By Cassander Garduña
April 10th, 2018
As an artist and as someone who cherishes my individual liberties, the first amendment which upholds the freedom of speech and the freedom of expression is of the utmost importance to me. If I agreed with a political party in every other regard I would still abandon that party if they advocated for the violation of the first amendment, and the silencing of any group or individual who were acting in accordance with the law. I want to be very clear when I say, “any group or individual” that this is precisely what I mean. I am not solely in support of the free speech rights of those with whom I am ideologically in alignment with, but instead I also support the free speech of those who hold ideas and beliefs which I am vehemently opposed to, ideas and beliefs that offend me to the core. I can not emphasize this enough, it is not only okay to be offended, it is good to be offended. If you’re offended then you’re passionate, and if you’re passionate you should want those ideas and beliefs that you’re passionate about to be challenged, as this is the only way to know if they will hold up to scrutiny. If you’re passionate about an idea you should know the oppositions beliefs and arguments against this idea better than they do, this is how you win a debate with intellectual integrity. On the other hand, silencing people you disagree with through disruption or worse violence is not how you win an argument.
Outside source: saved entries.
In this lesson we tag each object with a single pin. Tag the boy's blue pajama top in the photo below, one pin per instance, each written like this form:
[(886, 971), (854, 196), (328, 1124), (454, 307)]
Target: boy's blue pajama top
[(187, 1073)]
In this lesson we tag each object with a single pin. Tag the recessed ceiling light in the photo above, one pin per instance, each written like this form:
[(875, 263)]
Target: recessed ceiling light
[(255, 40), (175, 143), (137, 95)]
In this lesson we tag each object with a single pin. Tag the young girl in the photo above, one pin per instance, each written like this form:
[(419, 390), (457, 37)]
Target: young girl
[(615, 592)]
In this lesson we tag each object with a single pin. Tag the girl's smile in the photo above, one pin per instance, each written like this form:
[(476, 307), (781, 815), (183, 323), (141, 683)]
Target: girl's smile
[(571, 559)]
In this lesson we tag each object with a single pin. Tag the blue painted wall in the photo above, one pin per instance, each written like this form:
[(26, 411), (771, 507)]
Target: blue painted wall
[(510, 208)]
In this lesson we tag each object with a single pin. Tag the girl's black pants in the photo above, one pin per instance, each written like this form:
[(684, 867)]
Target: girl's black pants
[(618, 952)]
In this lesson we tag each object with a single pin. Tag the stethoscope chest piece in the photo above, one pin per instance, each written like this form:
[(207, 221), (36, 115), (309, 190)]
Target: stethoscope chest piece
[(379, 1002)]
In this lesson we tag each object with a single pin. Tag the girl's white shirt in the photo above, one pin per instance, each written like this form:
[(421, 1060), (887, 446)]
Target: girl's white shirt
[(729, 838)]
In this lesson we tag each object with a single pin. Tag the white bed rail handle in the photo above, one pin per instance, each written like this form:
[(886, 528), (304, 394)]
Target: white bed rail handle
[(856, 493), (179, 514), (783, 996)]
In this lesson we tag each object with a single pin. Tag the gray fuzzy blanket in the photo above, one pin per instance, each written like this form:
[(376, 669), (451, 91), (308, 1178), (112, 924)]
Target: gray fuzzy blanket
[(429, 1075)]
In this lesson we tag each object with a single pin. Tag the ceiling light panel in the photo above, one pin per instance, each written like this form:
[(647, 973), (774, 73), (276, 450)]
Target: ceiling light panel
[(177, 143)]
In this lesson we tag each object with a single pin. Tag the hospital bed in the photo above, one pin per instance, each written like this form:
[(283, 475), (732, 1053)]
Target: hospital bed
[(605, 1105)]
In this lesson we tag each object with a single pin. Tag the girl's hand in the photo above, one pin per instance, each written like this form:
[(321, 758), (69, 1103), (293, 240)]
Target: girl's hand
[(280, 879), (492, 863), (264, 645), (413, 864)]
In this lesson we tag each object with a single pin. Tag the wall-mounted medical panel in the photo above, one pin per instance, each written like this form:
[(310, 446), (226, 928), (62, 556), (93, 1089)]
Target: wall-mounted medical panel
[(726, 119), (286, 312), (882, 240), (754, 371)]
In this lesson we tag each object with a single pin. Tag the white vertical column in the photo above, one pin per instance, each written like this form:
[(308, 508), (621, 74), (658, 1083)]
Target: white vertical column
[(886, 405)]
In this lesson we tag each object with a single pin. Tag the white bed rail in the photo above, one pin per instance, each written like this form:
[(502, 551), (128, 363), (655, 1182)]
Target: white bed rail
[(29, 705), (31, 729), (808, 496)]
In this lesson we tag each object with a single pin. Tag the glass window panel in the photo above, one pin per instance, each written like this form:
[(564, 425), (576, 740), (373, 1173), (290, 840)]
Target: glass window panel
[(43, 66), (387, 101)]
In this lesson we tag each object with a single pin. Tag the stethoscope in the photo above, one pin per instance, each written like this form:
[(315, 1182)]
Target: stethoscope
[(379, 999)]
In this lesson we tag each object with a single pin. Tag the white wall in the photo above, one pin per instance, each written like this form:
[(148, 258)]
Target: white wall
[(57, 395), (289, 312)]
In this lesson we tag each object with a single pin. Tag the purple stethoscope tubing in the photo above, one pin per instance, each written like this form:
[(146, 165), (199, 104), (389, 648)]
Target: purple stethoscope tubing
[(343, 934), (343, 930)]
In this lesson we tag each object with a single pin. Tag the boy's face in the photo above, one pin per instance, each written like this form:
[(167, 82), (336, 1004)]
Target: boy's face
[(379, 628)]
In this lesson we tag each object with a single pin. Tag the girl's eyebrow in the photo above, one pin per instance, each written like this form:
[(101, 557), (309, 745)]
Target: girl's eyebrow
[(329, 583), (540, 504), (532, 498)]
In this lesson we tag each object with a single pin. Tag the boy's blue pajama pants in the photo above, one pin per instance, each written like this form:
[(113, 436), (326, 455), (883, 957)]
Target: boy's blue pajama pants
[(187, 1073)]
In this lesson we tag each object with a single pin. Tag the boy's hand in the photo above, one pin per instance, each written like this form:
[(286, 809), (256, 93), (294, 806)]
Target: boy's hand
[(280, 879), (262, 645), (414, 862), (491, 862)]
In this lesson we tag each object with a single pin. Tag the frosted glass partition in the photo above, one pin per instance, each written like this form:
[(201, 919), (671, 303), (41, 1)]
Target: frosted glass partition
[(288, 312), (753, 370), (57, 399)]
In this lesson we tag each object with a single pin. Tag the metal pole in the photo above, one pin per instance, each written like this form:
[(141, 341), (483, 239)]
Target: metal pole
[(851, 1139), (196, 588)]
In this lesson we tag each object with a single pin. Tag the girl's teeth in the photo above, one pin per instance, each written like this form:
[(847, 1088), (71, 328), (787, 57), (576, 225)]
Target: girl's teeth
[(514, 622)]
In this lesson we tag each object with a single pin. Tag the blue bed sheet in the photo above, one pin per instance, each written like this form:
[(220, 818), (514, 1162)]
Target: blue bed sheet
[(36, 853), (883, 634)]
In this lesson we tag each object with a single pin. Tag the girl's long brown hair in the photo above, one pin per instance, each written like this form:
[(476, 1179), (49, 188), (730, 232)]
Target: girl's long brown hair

Preventing someone from speaking does not in anyway make their ideology go away, especially when these people have access to the internet, and can reach far more people through it than they could on any street corner or college campus. If you think their beliefs are vile, wouldn’t it be better to let them publicly show their vileness? If you give the people you disagree with a platform to speak, you then have the opportunity to prepare yourself for debate, show up and publicly destroy your opponent peacefully with reasoning, facts and evidence. This is how you sway the public. This is how you make real change. If you make debate impossible you have not only silenced your opponent you have in turn silenced yourself. If you use fascist tactics to silence those you disagree with you have shown yourself to be a fascist. If you use defamation and insults to demonize and to silence your opponent you have shown yourself incapable of debate. Again, this is not how you win an argument.
I personally have always been fairly uncomfortable with confrontation. I don’t feel the need to always be right, and I will not argue over trivial slights or disagreements, but there are times when my comfort becomes unimportant, where freedom of expression, freedom of speech, and the importance of civil, open and public debate outweighs feelings. It is only through free speech and debate that we can truly put our ideas to the test. Be wary of insulating yourself in an ideological echo chamber. Once you have silenced everyone else no progress can be made, you’re simply talking to yourself. Be wary of laws, groups and individuals that attack our first amendment rights. However good their intentions may be at first this can only lead us down a pernicious and dangerous road to an Orwellian state where none of us have a voice. Be wary of identity politics used to divide us. You are more than the color of your skin. You are more than your sexual orientation, your social class, your religion or atheism. You are more than your gender, and you are certainly more than your political party affiliation. Remember that you are an individual, and that we are all human beings. So let us act humanly to our brothers and sisters. Let us show civility towards those we would otherwise disdain. Let us respect ourselves and others enough to conduct ourselves with dignity, and then lets meet on the public square and debate, not with the intention to win for the sake of winning, but instead with an open mind, the humility necessary to listen, and the goal of making our society better.